О тайваньском периоде в его жизни я больше ничего не знал, потому что в сторону китайского посольства чаще ходили студенты с естественных факультетов, а гуманитарии предпочитали пивной бар с автопоилками на улице Строителей за метро «Университет». Но была одна девушка, аспирантка с кафедры общего языкознания Валечка Макарова, высокая, тонкая, очень чувственная, стерва порядочная, которая однажды сказала, что отдастся тому, кто сводит ее на Таганку на «Мастера и Маргариту». Сказала в присутствии нескольких человек, один из которых был мне крайне неприятен. Плюнуть на нее надо было, но у Валечки был такой завиток волос возле уха, что я не мог с собой ничего поделать.

И тогда я поехал на Таганку. Но это было бесполезно. Какие билеты? Там занимали очередь за несколько суток и чужих не пускали. А уж на «Мастера»… Кого я мог разжалобить – Любимова? Смехова? Дупака? (Это директор театра, если кто не знает.)

Но именно там, в ночных очередях, которые держали ребята из физтеха и МИФИ, я узнал про уникального чувака с чудной фамилией, который, если ты ему приглянешься, может сделать билеты на любой спектакль, а искать его надо в университетской пивной на улице Дружбы.

…Больше всего меня поразило, как Павлик был одет. Вместо мешковатых штанов и ботинок «прощай, молодость» он носил хорошие джинсы, американские армейские сапоги, пуловер и очки в дорогой оправе. Голову он теперь стриг наголо, отчего выглядел довольно зловеще, и даже богатый прикид не скрадывал его внешнего уродства, но придавал бывшему философу жутковатый шарм. В этот раз он был со мной гораздо любезнее. Сказал, что билеты достать, конечно, может и сделает это для меня по дружбе по минимальной цене, но не лучше ли послать такую девушку куда подальше? Я с ним мысленно согласился, однако в театр мы всё равно сходили, и, хотя спектакль Валечке не понравился, слово свое аспирантка сдержала.
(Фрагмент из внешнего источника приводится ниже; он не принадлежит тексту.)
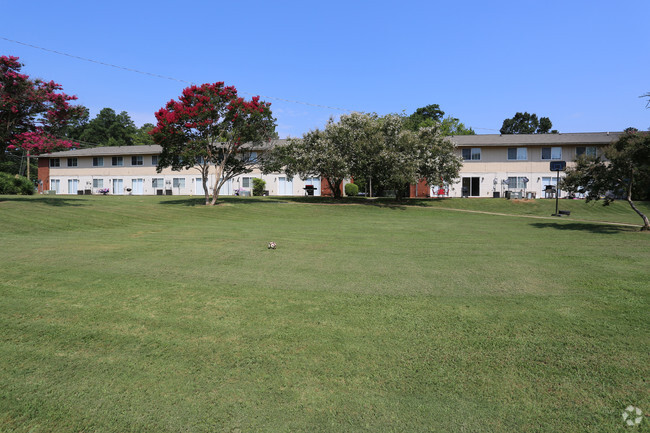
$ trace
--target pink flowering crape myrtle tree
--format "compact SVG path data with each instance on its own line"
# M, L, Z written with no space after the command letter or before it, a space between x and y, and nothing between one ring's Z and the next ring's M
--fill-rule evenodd
M37 155L73 147L59 135L86 108L71 105L77 97L60 92L54 81L21 74L22 67L18 57L0 56L0 159L9 152Z
M251 146L270 141L275 132L271 104L237 96L223 82L190 86L178 100L156 112L156 127L150 134L162 146L157 171L196 168L201 173L205 204L215 205L219 189L233 177L249 173L257 158ZM216 182L212 198L208 190L210 168Z

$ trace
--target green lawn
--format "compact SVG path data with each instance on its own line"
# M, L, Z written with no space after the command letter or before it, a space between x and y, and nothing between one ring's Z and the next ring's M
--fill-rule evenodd
M626 203L200 202L0 196L0 431L650 431Z

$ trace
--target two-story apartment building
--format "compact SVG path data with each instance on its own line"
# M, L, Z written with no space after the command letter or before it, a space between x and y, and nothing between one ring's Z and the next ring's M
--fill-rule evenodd
M250 152L264 152L284 140ZM165 168L157 173L158 156L162 148L152 146L93 147L41 155L38 161L39 190L56 194L98 194L108 190L111 195L203 195L201 174L196 169L174 171ZM213 169L214 171L214 169ZM307 185L320 195L320 178L289 178L281 173L264 175L259 169L236 176L221 187L223 195L251 195L253 178L266 181L269 195L303 195ZM212 190L215 173L208 178Z
M621 132L569 134L514 134L453 136L463 166L451 185L421 181L411 186L411 197L503 197L506 192L522 196L548 197L555 189L556 172L550 162L566 161L568 166L578 155L598 155L602 148L617 140ZM275 140L256 149L263 152L282 143ZM156 172L160 146L94 147L55 152L39 157L39 190L57 194L97 194L108 189L114 195L203 195L198 170ZM253 152L255 156L255 152ZM249 195L253 178L266 181L269 195L304 195L305 187L315 187L315 195L327 195L327 182L320 178L290 178L282 173L263 175L259 169L229 180L222 195ZM208 187L216 182L209 176Z
M485 134L450 137L463 160L460 178L439 187L420 182L412 197L503 197L507 191L544 198L556 189L551 161L570 167L581 154L599 155L621 132L569 134ZM562 173L560 173L562 176ZM564 196L560 192L560 196Z

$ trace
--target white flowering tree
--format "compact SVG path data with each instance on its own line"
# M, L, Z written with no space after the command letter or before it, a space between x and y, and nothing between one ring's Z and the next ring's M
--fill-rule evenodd
M410 131L397 115L352 113L276 147L264 170L320 176L336 198L342 196L344 179L372 177L395 190L400 199L406 186L422 178L430 183L452 182L460 166L454 145L441 136L439 125Z

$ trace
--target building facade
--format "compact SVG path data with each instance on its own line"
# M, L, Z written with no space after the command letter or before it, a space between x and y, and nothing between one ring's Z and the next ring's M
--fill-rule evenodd
M272 145L283 140L276 140ZM258 150L263 152L263 149ZM156 171L162 148L152 146L93 147L41 155L38 160L39 192L56 194L111 195L204 195L201 174L197 169ZM251 152L257 157L257 152ZM305 187L321 195L318 177L290 178L281 173L251 173L228 180L220 189L222 195L252 195L253 178L266 181L269 195L303 195ZM210 192L216 177L214 168L208 177Z
M601 155L622 132L569 134L485 134L450 137L463 160L460 177L451 185L421 181L412 197L554 197L557 172L553 161L567 167L582 154ZM562 173L560 172L560 178ZM566 194L560 191L560 197Z
M571 166L581 155L600 155L621 132L570 134L463 135L450 139L463 160L459 178L452 184L422 180L411 185L411 197L554 197L557 172L550 163ZM283 142L276 140L270 146ZM268 147L267 147L268 149ZM258 149L263 152L265 149ZM55 152L39 157L39 191L56 194L204 195L196 169L156 172L162 148L153 146L94 147ZM255 154L255 152L253 152ZM561 173L560 173L561 175ZM253 178L266 181L269 195L330 195L319 177L292 178L282 173L262 174L259 169L236 176L220 190L222 195L251 195ZM216 182L211 173L208 187ZM100 192L101 191L101 192ZM560 196L565 194L560 191Z

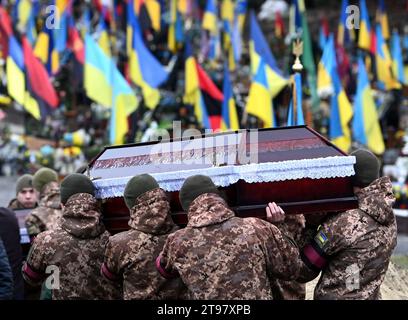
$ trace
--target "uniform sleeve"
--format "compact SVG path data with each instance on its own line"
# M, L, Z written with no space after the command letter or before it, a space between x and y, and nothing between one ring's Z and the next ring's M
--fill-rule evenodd
M115 244L112 237L105 250L105 259L101 267L102 275L110 281L122 280L122 256L123 252L119 244Z
M23 278L33 286L38 286L46 277L46 242L44 233L38 235L28 253L27 261L23 265Z
M31 240L33 240L35 236L45 230L44 223L40 220L40 218L38 218L38 216L34 215L33 213L30 213L27 216L25 225L27 228L27 233L30 236Z
M156 268L162 277L166 279L177 278L179 276L174 267L175 253L174 253L174 236L169 235L164 244L162 252L156 258Z
M296 279L301 261L294 240L266 221L257 221L256 228L266 252L268 276L282 280Z
M300 256L304 265L299 281L307 282L317 277L329 263L330 257L349 245L345 237L348 224L344 216L340 215L327 219L319 226L314 237L301 250Z
M9 259L4 248L3 241L0 239L0 300L9 300L13 298L13 274Z

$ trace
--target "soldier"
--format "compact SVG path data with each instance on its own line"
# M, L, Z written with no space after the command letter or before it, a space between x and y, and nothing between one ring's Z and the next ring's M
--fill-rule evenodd
M187 227L169 235L156 266L180 276L190 299L272 299L271 280L297 278L293 241L266 221L235 217L209 177L186 179L180 202Z
M22 175L16 184L16 198L11 200L8 207L12 210L31 209L37 206L38 193L33 187L33 176Z
M288 215L275 225L298 243L305 227L305 217L302 214ZM271 282L274 300L305 300L306 285L296 280L285 281L275 279Z
M301 251L299 280L310 281L321 271L314 292L319 300L381 299L380 286L397 242L390 179L379 178L380 164L370 151L351 155L356 157L353 186L358 209L305 216L305 234L313 236ZM283 215L282 210L273 211L272 216Z
M48 168L41 168L34 174L33 186L40 193L40 203L25 220L31 240L40 232L54 229L61 219L57 173Z
M123 284L125 300L177 299L181 281L162 278L155 267L168 234L177 230L165 192L152 176L142 174L129 180L124 198L130 230L109 239L102 274Z
M61 223L35 238L23 266L24 279L40 284L51 272L46 286L49 281L55 300L120 298L120 287L99 273L109 233L92 181L83 174L67 176L61 183L61 203Z

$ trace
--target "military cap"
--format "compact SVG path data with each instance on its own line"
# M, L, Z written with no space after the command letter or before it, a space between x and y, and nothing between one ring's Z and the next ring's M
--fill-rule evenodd
M58 182L58 174L52 169L41 168L34 174L33 186L37 191L41 192L45 185L52 181Z
M217 187L210 177L195 175L188 177L180 189L179 198L181 206L188 211L190 204L204 193L219 194Z
M33 188L33 176L31 174L24 174L17 180L16 194L25 188Z
M356 163L354 164L355 175L352 177L354 186L365 188L379 178L380 162L371 151L358 149L350 155L356 157Z
M136 199L142 194L153 189L160 188L156 179L149 174L140 174L134 176L128 181L125 187L124 198L126 205L132 209L136 203Z
M71 196L78 193L88 193L95 196L95 187L87 176L72 173L61 182L61 203L65 204Z

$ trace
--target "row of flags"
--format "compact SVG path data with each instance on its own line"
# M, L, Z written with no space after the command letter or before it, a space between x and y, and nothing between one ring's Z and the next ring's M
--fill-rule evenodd
M7 78L10 96L24 106L36 119L45 117L58 106L58 97L51 85L51 79L60 67L61 55L69 49L74 53L78 65L78 74L83 79L87 96L105 108L110 108L110 142L119 144L129 129L128 116L139 104L134 90L138 87L144 103L154 109L160 100L160 86L169 77L170 70L163 66L148 47L146 36L151 30L162 28L163 2L156 0L128 0L126 2L126 53L127 64L122 72L117 68L112 55L112 36L109 29L115 28L116 3L111 1L94 1L98 8L99 21L95 33L91 35L90 12L85 10L81 25L77 29L72 14L72 0L55 0L59 8L59 29L43 30L34 35L30 30L30 17L36 9L36 1L20 0L16 2L14 21L19 28L25 28L21 41L16 38L12 28L12 19L0 8L0 41L7 42L2 46L3 55L7 56ZM193 0L170 0L168 21L168 48L174 54L185 48L185 94L184 103L191 104L196 118L204 128L238 129L240 122L234 102L230 72L239 63L242 51L242 33L244 18L247 15L247 1L223 0L206 1L201 21L203 38L208 38L208 60L215 60L224 52L224 82L222 92L214 84L204 68L198 63L190 46L187 32L188 16L192 16ZM346 27L345 8L348 1L342 2L342 15L337 30L337 37L330 34L328 23L322 25L319 45L323 50L321 62L316 70L311 35L308 29L306 8L303 0L293 0L290 7L289 30L291 34L301 37L304 52L301 56L305 67L305 79L309 88L312 110L319 108L319 93L330 96L330 138L340 148L348 150L355 140L368 145L376 153L382 153L381 130L373 130L378 125L376 108L367 107L362 101L370 101L370 83L361 79L360 62L367 68L366 62L371 53L375 58L378 81L384 90L400 88L406 83L401 58L401 40L396 32L392 33L391 51L387 41L390 39L388 18L383 1L380 1L377 12L377 24L371 27L364 0L360 1L361 21L358 40L355 34ZM220 9L220 10L219 10ZM218 12L220 11L220 12ZM269 44L257 22L254 12L249 12L249 52L251 85L245 113L262 120L264 127L277 125L273 109L273 99L287 86L293 86L293 97L288 108L287 125L304 124L302 113L302 79L301 74L287 77L279 68ZM220 20L219 20L220 19ZM109 28L107 25L109 24ZM78 24L77 24L78 25ZM222 26L222 34L219 26ZM375 32L373 32L375 30ZM282 38L285 32L282 17L275 17L275 35ZM3 36L3 34L5 36ZM222 35L222 37L221 37ZM7 39L7 40L5 40ZM221 41L222 39L222 41ZM341 82L342 61L336 53L347 55L344 47L350 41L356 41L363 53L359 58L359 79L363 85L357 86L357 94L352 108L345 88ZM222 42L222 43L221 43ZM342 51L343 50L343 51ZM361 60L361 61L360 61ZM29 65L28 65L29 64ZM361 89L361 90L360 90ZM361 100L361 101L360 101ZM360 101L360 102L359 102ZM374 100L373 100L374 101ZM294 115L296 109L297 114ZM351 119L353 122L351 123ZM376 121L377 125L369 122ZM350 130L351 129L351 130ZM364 133L365 135L362 135ZM362 138L359 138L362 137ZM374 141L374 142L373 142Z

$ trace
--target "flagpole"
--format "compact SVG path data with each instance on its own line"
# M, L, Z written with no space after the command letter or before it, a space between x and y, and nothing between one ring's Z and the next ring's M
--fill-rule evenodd
M296 39L295 42L293 42L293 54L296 56L295 62L292 65L292 70L293 70L293 75L292 75L292 106L293 106L293 123L297 123L297 95L296 95L296 81L295 77L296 74L300 74L303 70L303 65L300 61L300 56L303 53L303 41L301 41L299 38Z

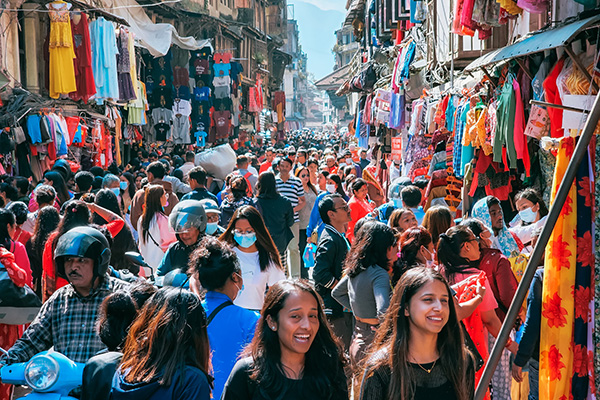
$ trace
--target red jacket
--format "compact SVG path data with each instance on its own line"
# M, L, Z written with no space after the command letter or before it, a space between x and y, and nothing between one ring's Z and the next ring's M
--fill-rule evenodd
M490 287L487 289L492 290L498 302L496 314L500 321L504 321L506 311L508 311L519 285L510 266L510 261L500 250L482 249L479 269L485 271L488 277Z

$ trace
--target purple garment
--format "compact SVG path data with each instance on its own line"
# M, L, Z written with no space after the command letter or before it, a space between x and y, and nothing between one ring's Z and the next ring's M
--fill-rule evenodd
M119 73L119 100L129 101L137 98L131 80L131 65L129 60L129 34L124 28L119 30L117 37L117 72Z

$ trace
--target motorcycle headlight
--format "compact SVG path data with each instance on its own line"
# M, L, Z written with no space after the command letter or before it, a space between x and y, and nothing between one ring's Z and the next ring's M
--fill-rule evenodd
M33 390L44 391L56 383L59 370L52 357L37 356L25 367L25 381Z

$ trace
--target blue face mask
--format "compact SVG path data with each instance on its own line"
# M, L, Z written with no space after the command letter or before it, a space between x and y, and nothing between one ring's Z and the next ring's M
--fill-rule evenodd
M115 194L115 196L119 196L121 194L120 188L112 188L112 189L110 189L110 191L113 192Z
M247 249L248 247L252 246L254 242L256 242L256 233L252 232L242 235L241 233L236 232L233 234L233 239L237 242L237 244L240 245L240 247Z
M402 199L395 198L395 199L393 199L393 201L394 201L394 207L396 207L396 208L402 208Z
M519 211L519 217L523 222L532 223L537 218L537 213L531 210L531 207Z
M129 184L127 182L121 181L121 183L119 183L119 186L120 186L121 190L126 190L127 186L129 186Z
M219 226L218 222L209 222L206 224L206 234L212 235L217 231L217 227Z

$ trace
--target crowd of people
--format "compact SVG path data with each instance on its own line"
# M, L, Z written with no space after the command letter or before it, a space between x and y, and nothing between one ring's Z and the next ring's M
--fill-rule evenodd
M471 399L541 196L519 192L512 221L493 196L457 219L423 207L427 182L382 193L379 160L338 137L237 154L224 182L192 151L0 177L0 260L43 301L0 325L4 362L53 347L86 364L81 399ZM537 399L542 274L486 398L527 380Z

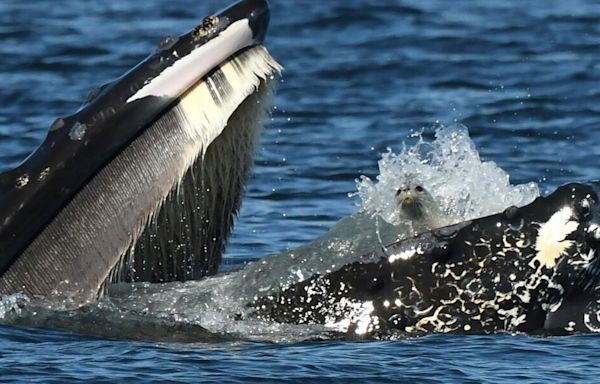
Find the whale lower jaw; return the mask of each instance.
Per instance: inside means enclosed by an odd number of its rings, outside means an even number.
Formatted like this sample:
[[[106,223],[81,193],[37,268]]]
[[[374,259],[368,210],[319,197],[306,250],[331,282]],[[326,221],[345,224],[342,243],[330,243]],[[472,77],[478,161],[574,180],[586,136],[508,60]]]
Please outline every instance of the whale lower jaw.
[[[61,210],[0,278],[0,293],[79,305],[111,280],[214,273],[280,70],[255,46],[205,76]]]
А мы с Петюней потом хорошо постояли в «Тайване». Постояли, потому что сидячих мест там не было. Видимо, для того чтобы народ не задерживался. Но кружек все равно не хватало, и у Пети имелась своя фирменная банка из-под консервированной айвы. В помещении не разрешали курить, и периодически возникали менты, которые штрафовали тех, кто им попадался, но – ни разу Петю. Они как будто не замечали этого большого центрального человека с резкими складками на голой голове. Зато время от времени к нему подходили мелкие целевые люди и о чем-то негромко договаривались. До меня доносился шелест манящих слов и наименований, среди которых билеты в театр были не самым главным призом. Но еще больше меня поразило, что Павлик ничего не записывал, а все запоминал и, как когда-то названия созвездий, держал в своей лобастой кочерыжке всевозможные марки джинсов, батников, водолазок, запасные колеса, австрийские сапоги, мебельные стенки, кассетные магнитофоны, банки с красной и черной икрой и еще черт знает что в рублевом эквиваленте конца эпохи развитого социализма.

Диспетчер мой в тот день был в лирическом расположении духа и рассказал о том, что занялся фарцой не от хорошей жизни. Светка вышла замуж, муж ее зарабатывал немного, и помогать сыну она не могла. Да он и не просил ничего. Сам ей деньги давал. Ей и своему херсонскому папаше. Злые языки говорили, что Павлик был связан с ОБХСС, с ментами и даже с гэбухой, которая взяла его под покровительство после встречи с дружелюбным проректором в главном здании. Не знаю. Я ничего в торговых операциях не понимал, но помню, как тогда меня это все резануло и я почувствовал себя разочарованным и обманутым.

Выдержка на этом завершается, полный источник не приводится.